Margo leaned forward with flushed cheeks and huge eyes and whispered, ‘Did he get a stiff-on?’ And Bettina rolled her eyes as if Margo was the biggest simpleton ever to walk the King’s Isles and said, ‘Of course he did!’ She didn’t know for sure what a ‘stiff-on’ was. She guessed it was related to a ‘cock-stand’. But actually, she didn’t entirely understand what that was either. She imagined the penis stiffening in a downwards direction like the third leg of a camera tripod. One day she was going to ask Bart all about it.

Margueritte was a pale, plump girl with black hair down to her hips, which she wore in a thick, perfect plait. She had the tiniest yet poutiest mouth, brown-black eyes framed by thick, innocent eyebrows and no cheekbones to speak of. No wrists either – her forearms were as chubby as a toddler’s, swallowing any trace of bone, ending in tiny doll’s hands. Bettina thought she looked like a fat, young Theda Bara – well, that wasn’t entirely fair, to call her fat. She was soft and ample. To cuddle up to all that flesh would probably feel divine. Such thoughts as this came to her mind as objective, almost scientific conclusions. They were the thoughts she imagined a future father-in-law might have on behalf of his son, a sort of sizing-up. Bettina’s gaze was often drawn to Margo’s bosom, which was considerable, and again, she would imagine the future husband finding satisfaction with the pliant, squishy handfuls. Entirely objective.
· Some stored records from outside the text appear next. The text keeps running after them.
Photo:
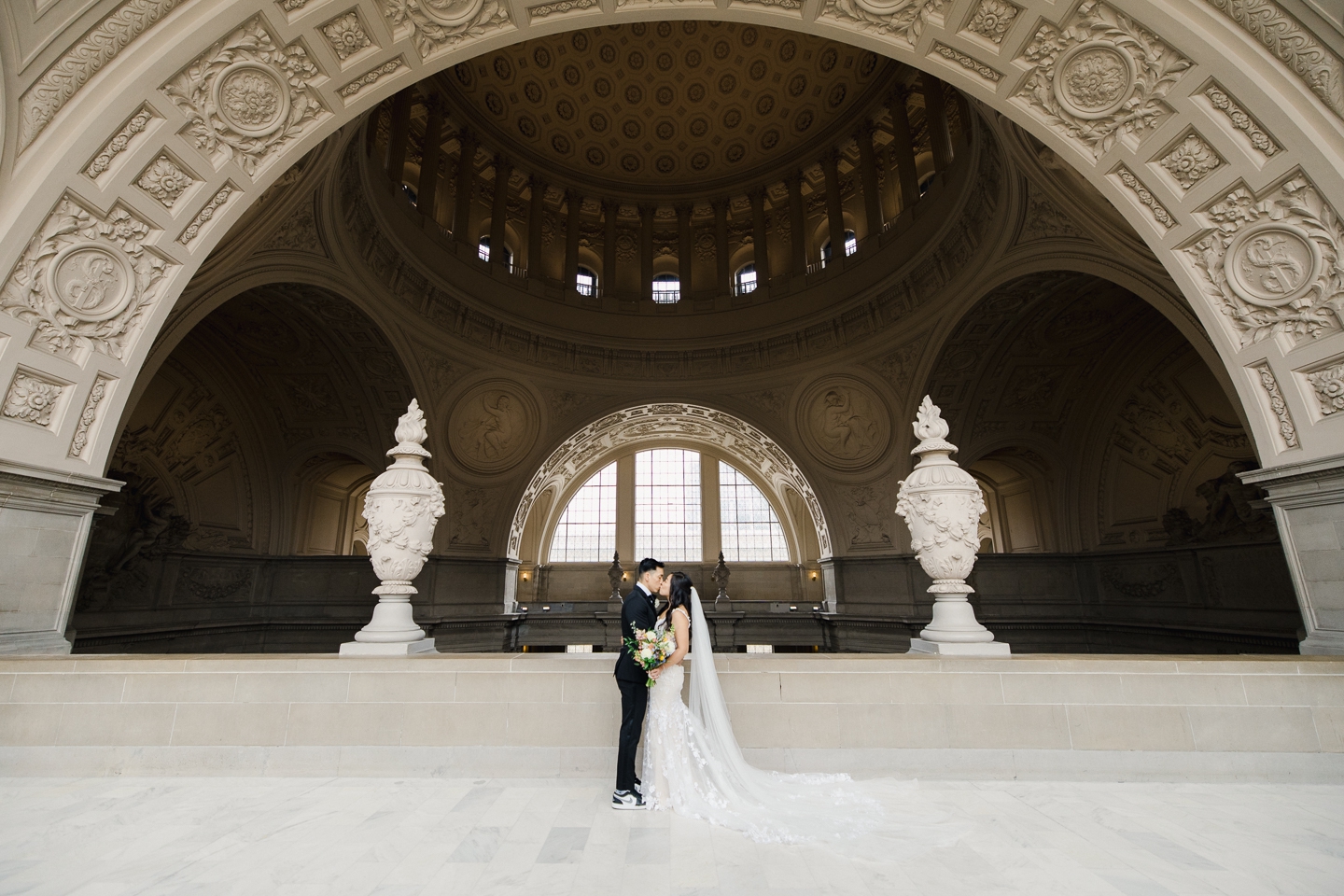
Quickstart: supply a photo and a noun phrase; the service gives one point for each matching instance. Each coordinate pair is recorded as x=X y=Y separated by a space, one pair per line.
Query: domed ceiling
x=666 y=106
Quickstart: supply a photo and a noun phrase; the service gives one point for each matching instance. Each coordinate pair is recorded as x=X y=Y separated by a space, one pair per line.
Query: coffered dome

They were sitting on Margo’s bed, sharing a box of Turkish delight that her mother had sent to her, alongside a new set of stays, two pairs of stockings and a packet of Harrods stem-ginger biscuits. It was a four-bed room which Margo shared with Dionysus, a sinister-eyed daughter of bohemian parents who collected her toenail clippings in a heart-shaped locket and posted suffragette literature around school; Daphne, a shy, almost mute girl; and a tall, mousey girl who Bettina found so dull that she’d never bothered to learn her name. This four-bed set-up was the privilege of the upper-school girls; previously, they’d had to share a twenty-bed dorm. Many nights, Bettina had fallen asleep to the sounds of blanket-muffled sobs and desperate, whispered prayers; some of the girls had been spoiled senseless by kind governesses and indulgent mothers, and coming here to unsweetened lumpy porridge, slapped knuckles and exhausting monotony was a cruel awakening. This was a girls’ school which prided itself on being just like a boys’ school. But whereas a boy might benefit from this hardening-up, especially one keen on entering the Forces or a cut-throat trade, it was entirely wasted on a girl, thought Bettina, who would only go on to get married and have babies, so what was the bloody point?
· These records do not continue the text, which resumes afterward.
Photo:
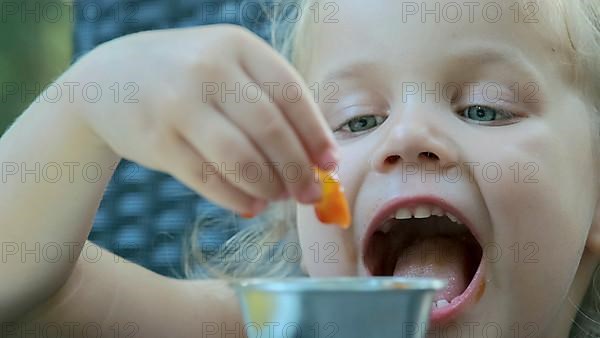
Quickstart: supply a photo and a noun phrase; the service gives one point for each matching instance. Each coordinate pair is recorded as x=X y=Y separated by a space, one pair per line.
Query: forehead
x=409 y=36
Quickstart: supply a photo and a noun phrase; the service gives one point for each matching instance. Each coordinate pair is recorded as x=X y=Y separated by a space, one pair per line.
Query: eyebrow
x=352 y=71
x=491 y=55
x=482 y=56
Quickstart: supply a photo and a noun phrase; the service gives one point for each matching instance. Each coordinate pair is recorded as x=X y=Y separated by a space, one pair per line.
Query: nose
x=416 y=141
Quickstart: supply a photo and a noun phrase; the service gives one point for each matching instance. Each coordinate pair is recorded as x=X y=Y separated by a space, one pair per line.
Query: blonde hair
x=580 y=19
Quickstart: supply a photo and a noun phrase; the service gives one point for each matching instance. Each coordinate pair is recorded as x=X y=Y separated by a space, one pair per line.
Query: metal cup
x=344 y=307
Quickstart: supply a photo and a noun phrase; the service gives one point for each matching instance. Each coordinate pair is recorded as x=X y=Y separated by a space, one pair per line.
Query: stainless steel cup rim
x=354 y=284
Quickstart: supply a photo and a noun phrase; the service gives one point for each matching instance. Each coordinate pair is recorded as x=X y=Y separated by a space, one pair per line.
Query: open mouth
x=427 y=240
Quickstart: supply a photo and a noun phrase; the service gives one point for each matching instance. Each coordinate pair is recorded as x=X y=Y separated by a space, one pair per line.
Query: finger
x=268 y=129
x=294 y=99
x=192 y=169
x=231 y=151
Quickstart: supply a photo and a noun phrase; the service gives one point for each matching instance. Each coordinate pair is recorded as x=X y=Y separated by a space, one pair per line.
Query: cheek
x=327 y=251
x=537 y=193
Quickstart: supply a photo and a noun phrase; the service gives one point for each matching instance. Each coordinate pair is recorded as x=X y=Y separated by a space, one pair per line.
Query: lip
x=475 y=288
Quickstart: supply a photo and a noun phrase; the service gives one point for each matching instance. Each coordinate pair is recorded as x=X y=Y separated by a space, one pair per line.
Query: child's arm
x=173 y=127
x=38 y=215
x=125 y=300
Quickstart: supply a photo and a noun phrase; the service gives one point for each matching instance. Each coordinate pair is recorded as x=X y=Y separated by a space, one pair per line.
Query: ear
x=593 y=240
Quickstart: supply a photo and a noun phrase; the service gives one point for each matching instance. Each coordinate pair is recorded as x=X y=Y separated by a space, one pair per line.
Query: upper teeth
x=440 y=303
x=420 y=211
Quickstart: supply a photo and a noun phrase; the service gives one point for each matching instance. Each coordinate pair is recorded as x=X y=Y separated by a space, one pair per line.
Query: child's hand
x=197 y=104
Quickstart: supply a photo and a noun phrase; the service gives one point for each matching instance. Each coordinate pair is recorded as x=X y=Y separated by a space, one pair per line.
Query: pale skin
x=504 y=212
x=559 y=211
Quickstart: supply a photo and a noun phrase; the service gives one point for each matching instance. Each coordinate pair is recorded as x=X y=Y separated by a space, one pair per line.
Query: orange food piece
x=333 y=207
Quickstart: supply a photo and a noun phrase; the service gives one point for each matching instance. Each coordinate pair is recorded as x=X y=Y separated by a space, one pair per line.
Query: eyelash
x=509 y=118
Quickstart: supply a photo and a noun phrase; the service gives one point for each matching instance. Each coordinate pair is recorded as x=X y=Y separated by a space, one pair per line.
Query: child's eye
x=362 y=123
x=487 y=115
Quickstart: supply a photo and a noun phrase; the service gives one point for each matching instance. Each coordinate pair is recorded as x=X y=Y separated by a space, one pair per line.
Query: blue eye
x=485 y=115
x=362 y=123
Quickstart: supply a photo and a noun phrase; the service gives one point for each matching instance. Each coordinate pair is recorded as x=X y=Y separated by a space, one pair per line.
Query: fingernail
x=284 y=196
x=255 y=209
x=247 y=215
x=311 y=195
x=328 y=159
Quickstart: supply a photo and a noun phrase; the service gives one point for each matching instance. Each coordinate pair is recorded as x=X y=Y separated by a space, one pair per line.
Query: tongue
x=436 y=257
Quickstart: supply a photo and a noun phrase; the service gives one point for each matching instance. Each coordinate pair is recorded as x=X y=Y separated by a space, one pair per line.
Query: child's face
x=524 y=182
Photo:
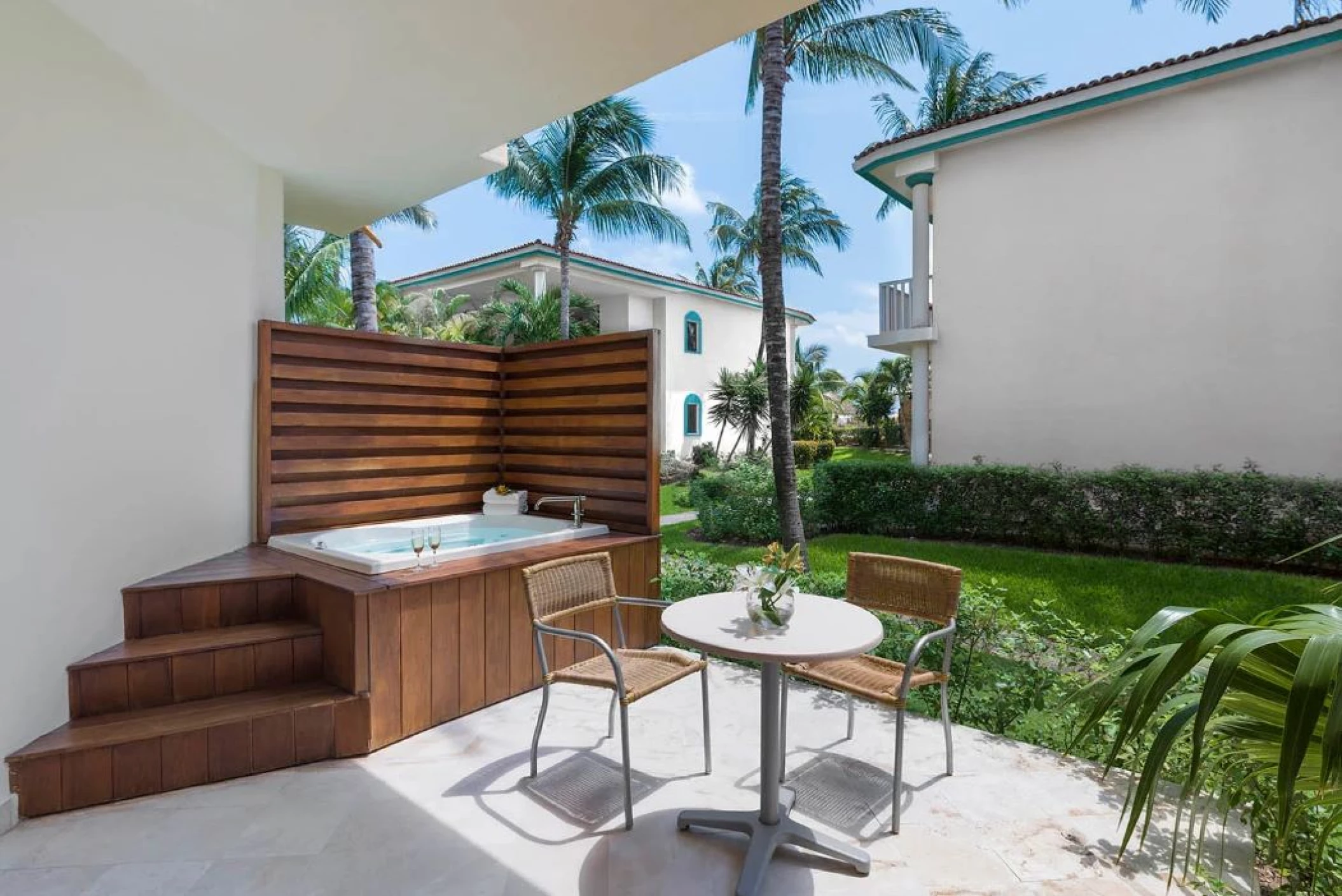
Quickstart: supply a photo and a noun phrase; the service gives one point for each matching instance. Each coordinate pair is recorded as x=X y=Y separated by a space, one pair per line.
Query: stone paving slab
x=452 y=812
‘What makes you think marriage and procreation don’t require some sort of hardening of spirit?’ Venetia had said once, in reply to this argument. ‘In fact, I think I’d rather a year in the trenches over twelve hours of childbirth.’ Jonathan had dropped his spoon into his pudding bowl with a clatter and glared at his mother, before standing up and storming out of the room. ‘I don’t know what makes him think he has a monopoly on suffering,’ said Venetia. ‘After all, women die in childbirth all the time. You don’t see us having tantrums about it at the dinner table.’ Monty grinned at Bettina: ‘There’s that famous hardening of spirit!’
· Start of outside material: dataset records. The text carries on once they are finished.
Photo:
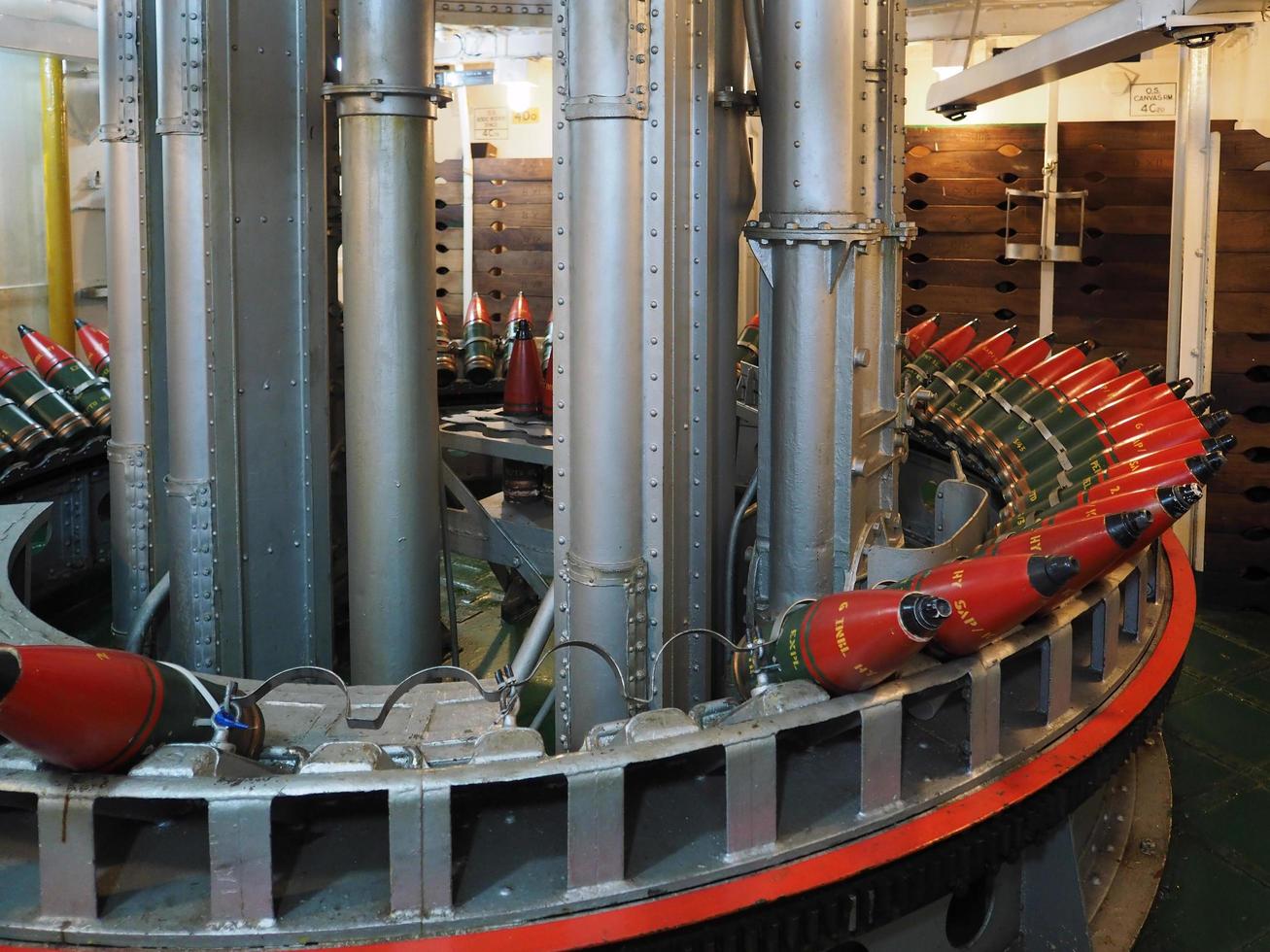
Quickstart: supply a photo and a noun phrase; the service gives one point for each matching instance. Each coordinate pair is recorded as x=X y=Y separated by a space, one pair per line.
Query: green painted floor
x=1215 y=895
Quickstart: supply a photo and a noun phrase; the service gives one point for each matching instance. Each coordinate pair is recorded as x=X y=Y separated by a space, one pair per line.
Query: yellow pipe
x=57 y=206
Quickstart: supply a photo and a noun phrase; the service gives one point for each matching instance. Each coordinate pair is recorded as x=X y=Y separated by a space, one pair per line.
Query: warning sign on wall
x=489 y=122
x=1153 y=99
Bettina and Margo had the room to themselves; Daphne, Dionysus, Boring Nameless Girl and the rest of the upper school were playing hockey outside. Margo was excused from any physical activity on account of her chronic asthma and Bettina had complained of severe menstrual pains to get out of playing. Margo was lying on the bed, one cheek bulging with a large cube of Turkish delight – her customary way of consuming them was first to nibble off the pistachio slivers and then store the chunk, hamster-like, between teeth and cheek, letting it slowly dissolve. Bettina lay next to her, her head resting on Margo’s shoulder. She could hear the yells and collisions of the hockey players outside.

‘Do you think you’ll marry Jasper?’ she said. Jasper was Margo’s sometime beau at home. He was twenty-one and stupid to the point of idiocy, apparently; but, being the son of a baron and set to inherit a humongous estate in Surrey, he was a tasty prospect. Also he was good-looking, which helped – said Margo – to distract from his puny intellect.